Menschen oder Organisationen, die behaupten zu wissen, sind in der Welt sehr verbreitet. Die spirituelle Welt ist hier keine Ausnahme.
Kaum jemand von uns kommt aus ohne Annahmen bezüglich des Lebens nach dem Tod, bezüglich Erleuchtung, Karma, Gott oder Wissenschaft. Wenn uns diese stützen und wir sie zugleich als etwas Vorläufiges oder für den Moment Hilfreiches betrachten, ist das kein Problem. Der Buddha nennt als Analogie ein Floß, das seine Funktion verliert, sobald wir am ersehnten Ufer sind. Schwierig wird es jedoch, wenn die Annahme zur Überzeugung gefriert und wir sie anderen als gefestigtes Wissen präsentieren.
Verblendete Unwissenheit
Der ursprüngliche Buddhismus hat eine andere Haltung gegenüber dem Nicht – Wissen beziehungsweise der Unwissenheit. Der Begriff dafür ist Avijja und bedeutet, dass wir – wie geblendet – unfähig sind, die Dinge so zu sehen, wie sie sind.

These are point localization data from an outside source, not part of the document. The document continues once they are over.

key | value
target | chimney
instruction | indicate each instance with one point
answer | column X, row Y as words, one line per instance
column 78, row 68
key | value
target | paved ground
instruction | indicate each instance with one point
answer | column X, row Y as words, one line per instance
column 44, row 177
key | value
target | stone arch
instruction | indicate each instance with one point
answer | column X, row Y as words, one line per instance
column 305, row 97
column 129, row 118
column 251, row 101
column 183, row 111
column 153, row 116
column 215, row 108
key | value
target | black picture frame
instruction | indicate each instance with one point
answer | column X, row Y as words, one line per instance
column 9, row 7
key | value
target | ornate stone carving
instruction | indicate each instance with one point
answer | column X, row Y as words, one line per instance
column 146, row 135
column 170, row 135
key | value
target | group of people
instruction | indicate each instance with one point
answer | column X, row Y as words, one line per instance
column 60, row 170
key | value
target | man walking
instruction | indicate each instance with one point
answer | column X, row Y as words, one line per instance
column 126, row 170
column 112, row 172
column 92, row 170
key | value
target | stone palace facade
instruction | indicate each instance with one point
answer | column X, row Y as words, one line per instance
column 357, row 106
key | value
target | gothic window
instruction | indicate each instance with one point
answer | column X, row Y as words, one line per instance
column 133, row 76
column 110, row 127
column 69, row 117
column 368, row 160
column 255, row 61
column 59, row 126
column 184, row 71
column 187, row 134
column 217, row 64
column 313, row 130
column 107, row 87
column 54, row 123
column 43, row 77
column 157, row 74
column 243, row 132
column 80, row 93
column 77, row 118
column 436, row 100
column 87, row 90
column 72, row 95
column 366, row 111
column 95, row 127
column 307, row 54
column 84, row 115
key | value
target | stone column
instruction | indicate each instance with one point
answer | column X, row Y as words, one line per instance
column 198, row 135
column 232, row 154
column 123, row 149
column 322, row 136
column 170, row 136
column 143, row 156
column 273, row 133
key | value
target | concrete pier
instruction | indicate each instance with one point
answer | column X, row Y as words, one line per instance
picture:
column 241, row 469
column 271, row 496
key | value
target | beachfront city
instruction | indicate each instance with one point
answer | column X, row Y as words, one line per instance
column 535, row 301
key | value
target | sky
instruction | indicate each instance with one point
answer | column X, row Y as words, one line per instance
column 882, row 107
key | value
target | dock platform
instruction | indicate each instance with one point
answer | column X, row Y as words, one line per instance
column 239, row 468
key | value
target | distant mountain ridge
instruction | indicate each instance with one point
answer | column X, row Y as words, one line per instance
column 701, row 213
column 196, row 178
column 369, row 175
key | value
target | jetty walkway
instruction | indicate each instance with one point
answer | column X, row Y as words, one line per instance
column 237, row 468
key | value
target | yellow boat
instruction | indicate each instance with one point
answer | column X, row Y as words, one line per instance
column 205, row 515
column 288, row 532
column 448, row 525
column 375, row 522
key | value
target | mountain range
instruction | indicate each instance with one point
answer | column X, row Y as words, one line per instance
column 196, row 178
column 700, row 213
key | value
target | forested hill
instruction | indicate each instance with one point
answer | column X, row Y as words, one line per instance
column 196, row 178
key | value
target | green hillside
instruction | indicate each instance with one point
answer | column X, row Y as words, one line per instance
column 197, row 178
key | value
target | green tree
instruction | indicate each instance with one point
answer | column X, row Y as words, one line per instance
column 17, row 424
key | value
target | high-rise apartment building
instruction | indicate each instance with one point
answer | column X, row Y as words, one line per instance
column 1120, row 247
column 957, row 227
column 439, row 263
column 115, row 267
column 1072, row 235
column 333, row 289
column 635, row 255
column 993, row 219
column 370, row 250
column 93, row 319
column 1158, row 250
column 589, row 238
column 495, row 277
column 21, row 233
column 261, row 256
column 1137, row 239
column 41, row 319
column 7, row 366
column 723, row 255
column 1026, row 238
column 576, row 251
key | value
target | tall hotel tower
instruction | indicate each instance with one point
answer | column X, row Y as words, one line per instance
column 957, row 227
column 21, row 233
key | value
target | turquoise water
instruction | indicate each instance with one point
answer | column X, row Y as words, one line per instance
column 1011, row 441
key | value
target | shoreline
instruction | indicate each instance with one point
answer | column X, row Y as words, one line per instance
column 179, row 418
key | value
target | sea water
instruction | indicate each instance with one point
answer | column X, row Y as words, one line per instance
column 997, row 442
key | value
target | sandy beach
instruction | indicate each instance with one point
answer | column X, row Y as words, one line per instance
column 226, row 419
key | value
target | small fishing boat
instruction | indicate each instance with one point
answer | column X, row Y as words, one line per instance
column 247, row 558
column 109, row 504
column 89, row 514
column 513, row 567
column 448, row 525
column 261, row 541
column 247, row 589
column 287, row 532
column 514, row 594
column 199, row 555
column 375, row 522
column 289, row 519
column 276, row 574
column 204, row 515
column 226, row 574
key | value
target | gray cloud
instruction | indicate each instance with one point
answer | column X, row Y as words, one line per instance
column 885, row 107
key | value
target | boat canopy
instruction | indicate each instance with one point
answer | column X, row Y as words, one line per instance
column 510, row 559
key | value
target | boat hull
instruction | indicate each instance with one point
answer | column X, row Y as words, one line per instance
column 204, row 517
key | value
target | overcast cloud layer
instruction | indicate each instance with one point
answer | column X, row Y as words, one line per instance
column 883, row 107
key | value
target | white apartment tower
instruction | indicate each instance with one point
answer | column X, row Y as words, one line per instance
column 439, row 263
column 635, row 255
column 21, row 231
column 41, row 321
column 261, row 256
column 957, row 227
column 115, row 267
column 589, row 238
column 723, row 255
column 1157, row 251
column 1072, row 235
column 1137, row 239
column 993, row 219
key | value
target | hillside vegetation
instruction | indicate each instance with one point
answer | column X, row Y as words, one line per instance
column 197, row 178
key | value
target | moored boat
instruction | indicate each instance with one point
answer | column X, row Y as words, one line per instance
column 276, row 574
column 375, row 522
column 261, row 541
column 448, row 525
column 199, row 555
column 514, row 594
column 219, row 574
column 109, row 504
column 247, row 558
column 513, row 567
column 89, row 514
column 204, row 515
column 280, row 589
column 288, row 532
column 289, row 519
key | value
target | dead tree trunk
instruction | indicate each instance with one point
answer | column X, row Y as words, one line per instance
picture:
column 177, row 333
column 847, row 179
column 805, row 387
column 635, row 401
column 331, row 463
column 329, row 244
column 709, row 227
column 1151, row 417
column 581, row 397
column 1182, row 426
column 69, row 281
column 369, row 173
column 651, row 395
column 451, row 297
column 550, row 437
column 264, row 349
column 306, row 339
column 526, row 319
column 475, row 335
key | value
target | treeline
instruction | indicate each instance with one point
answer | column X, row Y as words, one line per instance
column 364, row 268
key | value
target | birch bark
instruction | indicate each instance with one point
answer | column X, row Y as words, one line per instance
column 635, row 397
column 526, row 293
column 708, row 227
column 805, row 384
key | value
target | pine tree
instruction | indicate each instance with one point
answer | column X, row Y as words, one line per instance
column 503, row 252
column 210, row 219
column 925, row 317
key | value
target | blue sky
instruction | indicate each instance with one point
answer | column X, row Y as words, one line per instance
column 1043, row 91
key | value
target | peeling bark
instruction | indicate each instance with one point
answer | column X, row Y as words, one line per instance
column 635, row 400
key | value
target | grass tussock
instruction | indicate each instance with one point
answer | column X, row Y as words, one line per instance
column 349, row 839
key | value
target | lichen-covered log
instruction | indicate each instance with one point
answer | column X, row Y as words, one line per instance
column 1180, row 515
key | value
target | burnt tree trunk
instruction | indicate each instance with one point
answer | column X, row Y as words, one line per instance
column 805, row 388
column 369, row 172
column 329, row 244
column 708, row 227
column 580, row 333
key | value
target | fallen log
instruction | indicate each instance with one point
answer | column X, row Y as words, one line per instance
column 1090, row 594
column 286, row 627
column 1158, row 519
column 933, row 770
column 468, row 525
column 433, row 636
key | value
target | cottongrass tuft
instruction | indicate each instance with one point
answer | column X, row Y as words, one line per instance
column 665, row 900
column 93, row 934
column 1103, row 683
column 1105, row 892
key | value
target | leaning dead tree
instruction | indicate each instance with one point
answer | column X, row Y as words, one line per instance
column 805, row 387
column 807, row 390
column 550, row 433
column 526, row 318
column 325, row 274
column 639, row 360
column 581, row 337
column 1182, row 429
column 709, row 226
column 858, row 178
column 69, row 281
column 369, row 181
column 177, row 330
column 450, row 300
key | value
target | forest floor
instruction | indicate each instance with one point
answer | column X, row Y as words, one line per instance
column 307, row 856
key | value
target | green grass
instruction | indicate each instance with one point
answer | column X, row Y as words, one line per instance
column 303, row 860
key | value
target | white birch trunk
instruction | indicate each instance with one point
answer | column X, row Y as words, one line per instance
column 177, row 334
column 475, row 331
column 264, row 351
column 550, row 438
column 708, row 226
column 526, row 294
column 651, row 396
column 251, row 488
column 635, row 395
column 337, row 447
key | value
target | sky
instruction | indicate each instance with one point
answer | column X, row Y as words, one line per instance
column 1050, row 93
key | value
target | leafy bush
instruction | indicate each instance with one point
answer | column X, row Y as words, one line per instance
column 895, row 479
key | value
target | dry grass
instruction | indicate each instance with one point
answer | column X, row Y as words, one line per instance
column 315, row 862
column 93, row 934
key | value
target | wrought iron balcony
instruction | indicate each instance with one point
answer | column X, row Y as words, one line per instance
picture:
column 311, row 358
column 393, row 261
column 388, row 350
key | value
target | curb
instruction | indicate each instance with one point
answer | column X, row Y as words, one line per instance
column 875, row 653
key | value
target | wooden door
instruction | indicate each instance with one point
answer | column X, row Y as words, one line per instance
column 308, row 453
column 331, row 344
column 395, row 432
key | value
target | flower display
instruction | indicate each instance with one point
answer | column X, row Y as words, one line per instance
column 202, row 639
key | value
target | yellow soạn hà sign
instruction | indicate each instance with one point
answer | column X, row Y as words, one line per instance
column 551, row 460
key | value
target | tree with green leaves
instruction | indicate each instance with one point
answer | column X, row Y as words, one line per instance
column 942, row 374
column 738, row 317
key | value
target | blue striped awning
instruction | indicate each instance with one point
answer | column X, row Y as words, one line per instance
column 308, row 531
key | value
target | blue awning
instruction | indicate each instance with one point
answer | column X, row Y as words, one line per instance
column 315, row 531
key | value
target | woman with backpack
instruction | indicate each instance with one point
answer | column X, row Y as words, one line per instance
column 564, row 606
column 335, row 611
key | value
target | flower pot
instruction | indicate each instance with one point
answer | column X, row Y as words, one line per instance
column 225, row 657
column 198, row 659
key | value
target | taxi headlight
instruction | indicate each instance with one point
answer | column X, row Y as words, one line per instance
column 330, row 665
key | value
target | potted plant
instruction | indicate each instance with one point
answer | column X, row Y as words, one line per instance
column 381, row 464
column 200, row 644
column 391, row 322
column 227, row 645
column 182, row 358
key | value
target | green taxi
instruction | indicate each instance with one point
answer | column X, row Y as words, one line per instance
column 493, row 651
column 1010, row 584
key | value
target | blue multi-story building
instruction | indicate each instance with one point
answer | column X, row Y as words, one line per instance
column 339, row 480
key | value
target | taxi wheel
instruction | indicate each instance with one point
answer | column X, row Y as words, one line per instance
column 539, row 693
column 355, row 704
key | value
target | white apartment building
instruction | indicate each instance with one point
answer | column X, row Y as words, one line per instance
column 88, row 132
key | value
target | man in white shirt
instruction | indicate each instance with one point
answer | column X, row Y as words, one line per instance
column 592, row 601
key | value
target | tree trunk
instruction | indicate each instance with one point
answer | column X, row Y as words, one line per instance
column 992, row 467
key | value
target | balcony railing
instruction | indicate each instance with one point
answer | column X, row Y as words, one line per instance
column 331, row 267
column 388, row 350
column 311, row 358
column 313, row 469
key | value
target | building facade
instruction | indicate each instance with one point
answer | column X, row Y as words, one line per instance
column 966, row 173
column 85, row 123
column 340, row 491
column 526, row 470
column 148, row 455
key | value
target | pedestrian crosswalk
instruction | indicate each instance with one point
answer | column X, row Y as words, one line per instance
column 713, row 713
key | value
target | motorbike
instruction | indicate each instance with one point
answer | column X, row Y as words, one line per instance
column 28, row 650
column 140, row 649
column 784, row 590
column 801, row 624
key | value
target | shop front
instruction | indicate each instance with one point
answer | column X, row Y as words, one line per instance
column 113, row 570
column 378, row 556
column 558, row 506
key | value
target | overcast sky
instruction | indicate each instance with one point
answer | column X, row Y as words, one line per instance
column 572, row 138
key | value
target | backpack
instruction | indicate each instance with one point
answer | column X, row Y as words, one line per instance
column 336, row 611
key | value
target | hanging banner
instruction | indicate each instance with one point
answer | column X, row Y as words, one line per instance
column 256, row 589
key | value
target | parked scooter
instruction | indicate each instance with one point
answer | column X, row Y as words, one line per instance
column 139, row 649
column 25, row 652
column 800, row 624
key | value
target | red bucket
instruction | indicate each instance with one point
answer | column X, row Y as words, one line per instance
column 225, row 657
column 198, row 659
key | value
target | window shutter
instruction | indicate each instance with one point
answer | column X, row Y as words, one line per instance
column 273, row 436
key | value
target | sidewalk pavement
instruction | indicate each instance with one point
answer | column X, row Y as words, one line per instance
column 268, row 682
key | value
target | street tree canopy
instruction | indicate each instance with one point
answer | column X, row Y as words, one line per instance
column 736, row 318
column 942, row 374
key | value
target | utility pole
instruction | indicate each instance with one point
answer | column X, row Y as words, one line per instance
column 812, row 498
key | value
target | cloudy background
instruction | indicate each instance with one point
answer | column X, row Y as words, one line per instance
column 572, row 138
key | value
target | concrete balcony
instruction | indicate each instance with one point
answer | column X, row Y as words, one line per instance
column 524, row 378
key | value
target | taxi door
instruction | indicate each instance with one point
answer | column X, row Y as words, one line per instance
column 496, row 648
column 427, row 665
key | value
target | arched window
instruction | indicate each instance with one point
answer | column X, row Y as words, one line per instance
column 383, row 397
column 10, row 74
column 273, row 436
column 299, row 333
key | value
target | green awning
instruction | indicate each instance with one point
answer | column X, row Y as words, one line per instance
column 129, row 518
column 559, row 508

Dass unsere Wahrnehmung der Welt oder Wirklichkeit bedingt ist und wir letztendlich möglicherweise nicht viel wissen können von einer ultimativen Wahrheit (sofern es diese gibt), dem würden inzwischen die meisten von uns zustimmen:
Unsere Gehirne sind begrenzt und damit unser Denken, unsere Sinnesorgane ebenso wie unsere Gefühle und Phantasien. Zur organisch bedingten Begrenztheit hinzu kommt noch die psychische beziehungsweise seelische: wir wissen, dass unsere Konditionierung durch Erziehung, Erfahrung und den Kontakt mit anderen Menschen auch schwer unsere Wahrnehmung beeinflusst und möglicherweise auch sehr einengt.
Spätestens seit dem Matrix-Film ist diese Perspektive Teil der Pop-Kultur, aber im Gegensatz zu den schillernden alternativen Realitäten in Büchern oder Filmen, ist die Wahrheit des Buddhas ernüchternd:
Wenn unsere Wahrnehmung bereinigt ist, sehen wir die Dinge zum ersten Mal so wie sie sind: vergänglich, leidhaft und ohne Selbst. Wenn wir uns von dieser so durchschauten Welt radikal abwenden, erfahren wir die Abkühlung der Leidenschaft (Nibbana oder Nirwana), die gleichzeitig eine Art Seligkeit ist, für die die Worte fehlen. So einfach ist es, gemäß dem Buddha.
Fragen ohne Antworten
Ich möchte gerne zum Hinterfragen ermutigen: wollen wir glauben, dass es eine objektive Wahrheit gibt und uns auf die Suche nach einer solchen begeben?
Oder lieber unsere Begrenztheit radikal akzeptieren? Oder wollen wir lieber zu phantastischen religiösen oder esoterischen Wahrheiten, so wie andere sie uns erklären wollen, Zuflucht nehmen?
Oder vielleicht von allem etwas, ohne an einer bestimmten Perspektive festzuhalten?
Tatsächlich erscheint mir dies persönlich als die stimmigste Lösung. Wobei es keine Lösung ist, sondern eher eine Art Weg.
Ein kleines Beispiel hierfür:
Im Buddhismus geht man davon aus, dass das Selbst letztendlich eine Illusion ist, die es zu durchschauen gilt. Wenn man nun mit dieser Vorannahme nach einem Selbst sucht, wird man keines finden.
Im indischen Advaita dagegen begibt man sich auf die Suche nach dem Selbst mit der Vorannahme, dass das tatsächliche Selbst identisch mit der ultimativen Realität ist. Auf diese Weise reflektierend wird man das Selbst finden.
Mein Plädoyer ist es sich der Frage mit einer radikalen Offenheit zuzuwenden, ganz frei von Vorannahmen: „Wer oder was bin ich wirklich?“
Was nun der Nutzen davon ist, und für wen, auch das würde ich gerne ganz offen lassen.
P.S.: Um dem ganzen noch eine kurze Erklärung hinterher zu schicken: ähnlich wie bei therapeutischen finde ich es bei spirituellen Prozessen auch produktiver, Fragen in sich wirken zu lassen, als sich auf Antworten auszuruhen.